The game supported the use of Hasbro's Jurassic World Brawlasaurus toys until July 2019, which could be scanned by players and incorporated into the game for battles.

==Development and release==
Jurassic World: The Game was announced by Universal Pictures in October 2014, as part of its promotional plans for the 2015 film Jurassic World. Ludia released the game for iOS in April 2015, to coincide with the release of the film. It was released shortly after for Android in May 2015.

==Reception==
Patrick Klepek of Kotaku criticized the game for its use of in-game advertisements.

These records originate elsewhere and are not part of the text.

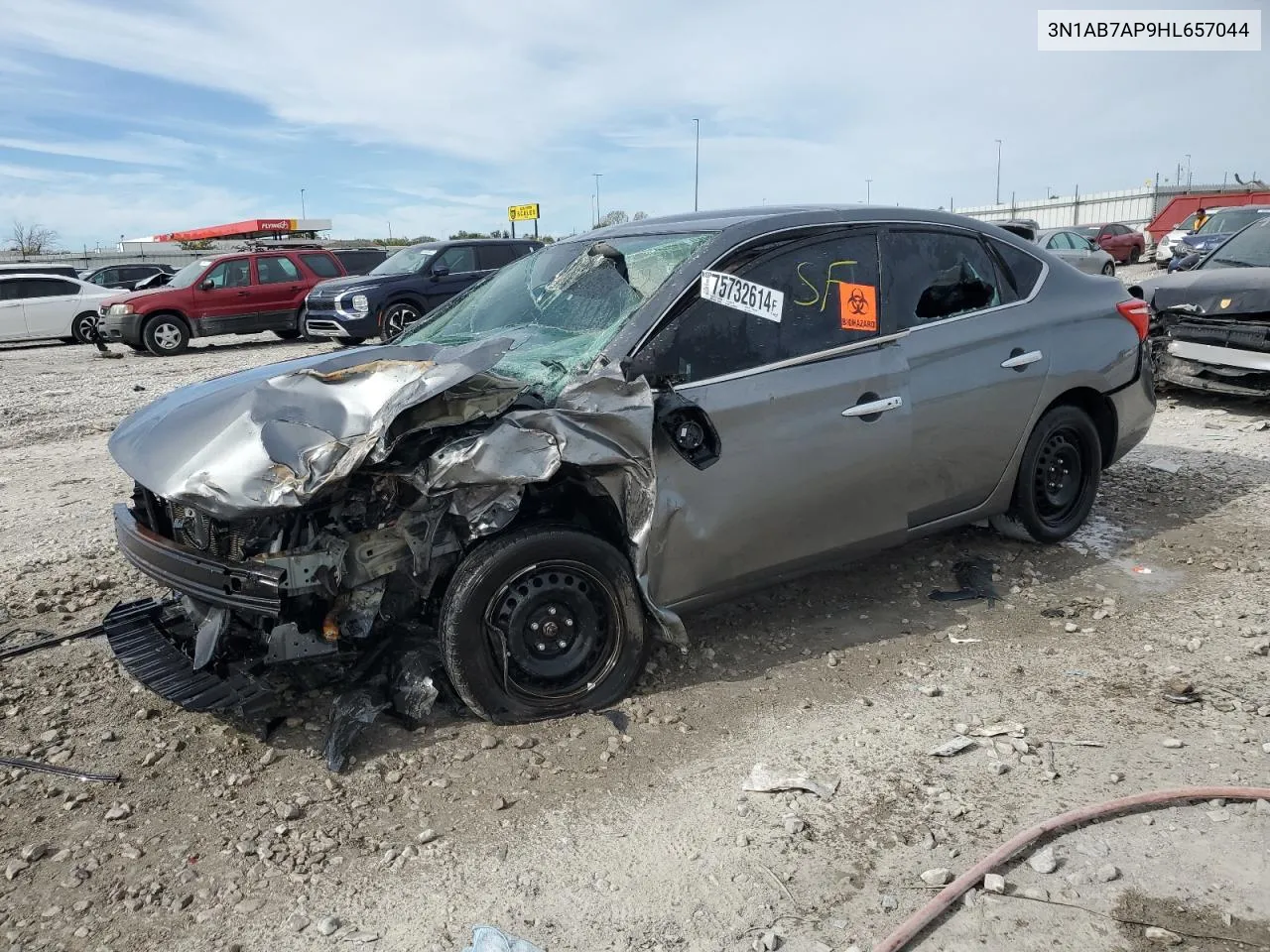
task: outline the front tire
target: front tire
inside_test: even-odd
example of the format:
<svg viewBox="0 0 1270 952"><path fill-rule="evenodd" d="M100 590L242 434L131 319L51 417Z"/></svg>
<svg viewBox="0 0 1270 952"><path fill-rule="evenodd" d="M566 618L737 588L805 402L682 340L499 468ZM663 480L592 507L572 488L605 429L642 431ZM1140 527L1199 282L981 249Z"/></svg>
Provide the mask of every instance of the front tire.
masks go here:
<svg viewBox="0 0 1270 952"><path fill-rule="evenodd" d="M71 339L76 344L91 344L93 333L97 330L97 312L84 311L84 314L75 315L75 320L71 321Z"/></svg>
<svg viewBox="0 0 1270 952"><path fill-rule="evenodd" d="M413 301L394 301L384 308L384 316L380 317L380 339L392 340L420 317L423 308Z"/></svg>
<svg viewBox="0 0 1270 952"><path fill-rule="evenodd" d="M1025 542L1062 542L1088 518L1101 476L1093 420L1080 407L1055 406L1029 437L1010 509L993 517L992 527Z"/></svg>
<svg viewBox="0 0 1270 952"><path fill-rule="evenodd" d="M189 347L189 327L180 317L161 314L146 321L141 343L155 357L175 357Z"/></svg>
<svg viewBox="0 0 1270 952"><path fill-rule="evenodd" d="M455 689L495 724L613 704L650 647L626 556L551 526L476 546L455 571L438 627Z"/></svg>

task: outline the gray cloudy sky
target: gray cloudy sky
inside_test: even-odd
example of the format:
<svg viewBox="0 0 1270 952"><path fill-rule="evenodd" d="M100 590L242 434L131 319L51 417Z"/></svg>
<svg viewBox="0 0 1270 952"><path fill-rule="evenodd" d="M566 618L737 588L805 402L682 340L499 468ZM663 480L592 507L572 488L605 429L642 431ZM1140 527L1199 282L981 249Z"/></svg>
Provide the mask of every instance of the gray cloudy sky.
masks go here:
<svg viewBox="0 0 1270 952"><path fill-rule="evenodd" d="M1191 0L1179 9L1226 9ZM1264 6L1264 0L1243 6ZM605 211L916 206L1270 175L1270 53L1040 53L1022 0L0 0L0 221L67 244ZM1093 6L1093 4L1086 4ZM1144 6L1118 4L1118 6ZM433 9L436 8L436 9Z"/></svg>

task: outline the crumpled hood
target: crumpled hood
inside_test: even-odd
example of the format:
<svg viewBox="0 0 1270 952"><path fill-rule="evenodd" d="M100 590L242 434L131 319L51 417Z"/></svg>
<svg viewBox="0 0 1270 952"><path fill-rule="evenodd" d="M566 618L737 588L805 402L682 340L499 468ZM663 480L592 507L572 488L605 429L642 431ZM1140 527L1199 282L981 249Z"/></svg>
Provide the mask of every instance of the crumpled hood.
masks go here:
<svg viewBox="0 0 1270 952"><path fill-rule="evenodd" d="M1270 268L1200 268L1140 284L1157 312L1194 305L1208 317L1270 312Z"/></svg>
<svg viewBox="0 0 1270 952"><path fill-rule="evenodd" d="M217 518L298 508L382 459L399 414L489 371L512 343L385 344L216 377L128 416L110 456L151 493Z"/></svg>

Nadia Oxford of Gamezebo gave the game three stars out of five. Oxford noted the realistic dinosaur models, but wrote that the game "combines mediocre park-building with mediocre dino-battling. It's competent and by gosh it (mostly) looks glorious, but there isn't a lot here that differentiates the game from standard park-builders". Gamezebo considered the game to be "pretty much Jurassic Park Builder part II, except the parks you create in that three-year-old game seem a lot more colorful and joyful than the washed-out grey fairgrounds you create in Jurassic World".

GamingLives praised Jurassic World: The Game for its graphics, interface and the animations of the creatures, but criticized the game's combat element for putting the player up against opponents "you couldn't possibly defeat".